En principe, diverses dispositions juridiques peuvent déjà être invoquées en cas de discrimination par des systèmes d'IA. La protection de la personnalité en droit privé, les dispositions de la loi sur l'égalité entre femmes et hommes, celles de la loi sur l'égalité des personnes handicapées, les dispositions pénales sur la discrimination et l'incitation à la haine ou encore la nouvelle loi sur la protection des données, qui entrera en vigueur le 1er septembre 2023, sont pertinentes. Tout cela est bien beau, mais il se peut que les systèmes d'IA provoquent une discrimination cachée et, dans certaines circonstances, une discrimination qui n'est reconnaissable que par ses effets. Il y a discrimination cachée lorsque les critères ou les données utilisés semblent neutres à première vue, mais qu'en fin de compte, ils discriminent des personnes qui présentent des caractéristiques protégées - en raison de leur origine, de leur sexe, de leur âge, etc. Le problème ici est qu'en tant que personne concernée, je n'ai guère la possibilité de prouver une telle discrimination. Souvent, je ne sais même pas que j'ai été discriminé par un système d'IA en raison d'une certaine caractéristique.

A-t-on un moyen d'améliorer cette situation?

Il est possible que les développements technologiques actuels contribuent à la création future d'une loi générale anti-discrimination pour les particuliers, comme c'est déjà le cas dans d'autres pays européens. Dans la perspective de l'AI Act, il pourrait également être utile d'introduire une obligation générale d'informer les personnes concernées chaque fois qu'elles interagissent avec une IA plutôt qu'avec un être humain. Dans la nouvelle loi sur la protection des données, nous avons déjà, avec l'article 21 LPD, une disposition qui va dans ce sens : pour les décisions individuelles automatisées qui sont liées à une conséquence juridique ou qui affectent considérablement la personne, le responsable doit respecter des obligations d'information envers une personne concernée. Les personnes concernées peuvent par la suite demander qu'une décision correspondante soit examinée par une personne physique, par exemple parce qu'elles soupçonnent qu'une IA les a désavantagées en raison de préjugés. D'une manière générale, on peut dire que la transparence est importante pour les utilisateurs d'applications d'IA, afin qu'ils puissent comprendre avec quelles données un algorithme a été entraîné et comment il est construit.

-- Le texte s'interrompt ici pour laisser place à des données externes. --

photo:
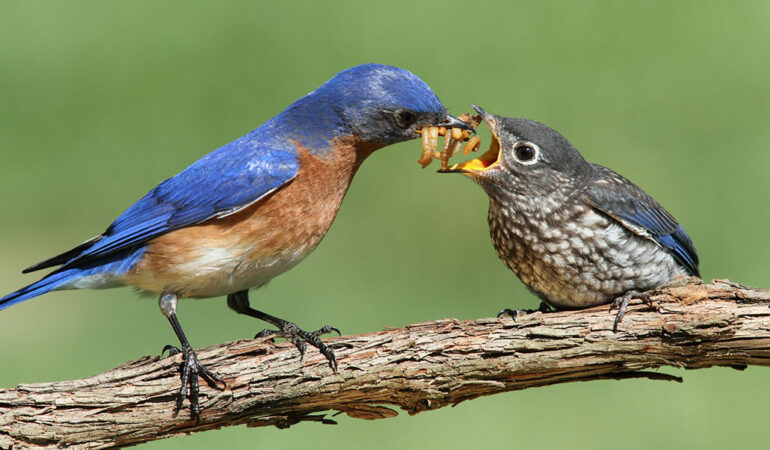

De quoi a-t-on besoin en dehors des adaptations légales?

Les systèmes d'IA se basent sur les données avec lesquelles ils ont été entraînés. Si ces données sont erronées ou déformées, cela peut conduire à des résultats imprécis ou erronés. Mais les personnes qui programment sont également importantes. Lors de l'entraînement d'algorithmes, des préjugés sexistes ou racistes peuvent se glisser - consciemment ou inconsciemment - dans le processus. C'est pourquoi je pense qu'il faut être plus attentif à la formation des programmeurs. Les spécialistes de l'IA auront besoin à l'avenir d'une sorte de formation éthique de base. Ils doivent comprendre, au moins dans les grandes lignes, comment des distorsions cognitives peuvent affecter la pensée humaine et les effets de biais dans les algorithmes, afin de mieux reconnaître leurs propres préjugés.

A propos de la personne
Anne-Sophie Morand est avocate au sein du cabinet d'avocats Walder Wyss. Elle est spécialisée dans les questions numériques telles que la protection des données et l'intelligence artificielle. Elle donne également des cours sur ces sujets à la Haute école de Lucerne (HSLU), rédige des publications spécialisées et anime des manifestations. Avant de devenir avocate, elle a notamment travaillé pour le Préposé fédéral à la protection des données et à la transparence (PFPDT) et le Parlement suisse. Anne-Sophie Morand a étudié le droit aux universités de Lucerne et de Neuchâtel. Après avoir terminé ses études, elle a travaillé comme assistante scientifique à l'Université de Lucerne où elle a rédigé une thèse dans le domaine de la protection de la personnalité et du sponsoring sportif, qui a été récompensée par le Prix suisse du droit du sport. Elle a ensuite obtenu un LLM en droit des technologies de l'information à l'université d'Édimbourg.